A woman of a certain age was standing in front of me. As her groceries made their way towards the cashier, a pear separated from the pack and its stem became trapped in the conveyor belt. Working gently, I detached it, keeping the stem intact.

“Excuse me,” I said, returning the pear to its owner. She had no idea it had run amok, and seemed delighted to have it back.

“Thank you!”

“Your pear was stuck, but now it’s free,” I added.

“You’ve liberated my pear? Well, I guess the women’s movement isn’t dead after all!”

We both savored the cleverness of her reply.

I loved this exchange. It had charm and wit, reference to an important social issue, the opportunity to return a lost object, the connection between two women of different generations, and the sweetness of a particularly fulsome pear. I wanted to hug this woman and tell her she’d made my day, but I feared the groans from a long line peopled with folks already getting antsy. So I just thanked her for giving me a great story to tell as she went on her way.
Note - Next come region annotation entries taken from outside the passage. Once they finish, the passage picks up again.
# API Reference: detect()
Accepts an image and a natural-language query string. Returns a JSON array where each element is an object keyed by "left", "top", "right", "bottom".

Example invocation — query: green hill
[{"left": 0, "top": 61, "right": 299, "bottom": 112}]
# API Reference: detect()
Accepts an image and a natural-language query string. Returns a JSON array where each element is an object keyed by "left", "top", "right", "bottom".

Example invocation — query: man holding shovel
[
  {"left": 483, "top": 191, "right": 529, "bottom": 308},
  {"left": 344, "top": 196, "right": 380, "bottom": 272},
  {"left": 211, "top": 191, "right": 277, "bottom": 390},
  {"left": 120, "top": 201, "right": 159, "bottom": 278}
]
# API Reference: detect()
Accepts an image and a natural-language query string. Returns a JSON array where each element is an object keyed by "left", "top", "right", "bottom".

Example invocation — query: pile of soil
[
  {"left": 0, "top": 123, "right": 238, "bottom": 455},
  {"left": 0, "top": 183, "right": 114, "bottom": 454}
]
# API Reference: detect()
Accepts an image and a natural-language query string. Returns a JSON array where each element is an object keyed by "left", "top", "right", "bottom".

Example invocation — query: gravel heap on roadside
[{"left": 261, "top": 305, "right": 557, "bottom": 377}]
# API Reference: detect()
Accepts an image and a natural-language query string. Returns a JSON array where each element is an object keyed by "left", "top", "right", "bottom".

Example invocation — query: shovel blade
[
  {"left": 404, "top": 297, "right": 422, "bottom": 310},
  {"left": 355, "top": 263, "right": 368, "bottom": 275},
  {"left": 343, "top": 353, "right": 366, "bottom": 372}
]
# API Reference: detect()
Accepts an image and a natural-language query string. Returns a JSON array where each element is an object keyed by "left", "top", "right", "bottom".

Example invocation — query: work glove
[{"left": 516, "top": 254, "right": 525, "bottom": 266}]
Last night, while washing the laundry, my sweater sleeve got stuck in the dryer door. Gently, I worked it free without tearing the wool. As I headed back upstairs, “You’ve liberated your sweater? Well, I guess the women’s movement isn’t dead after all!” came flying out of my mouth.  I couldn’t help myself.

I laughed, and it made me wonder about all the different reasons God puts people in our path – to comfort or challenge us, befriend or upend us, bless or befuddle us. But in that moment it dawned on me that sometimes, the best reason – maybe even the only reason – is to give us a good story.  And on most days, that’s more than enough.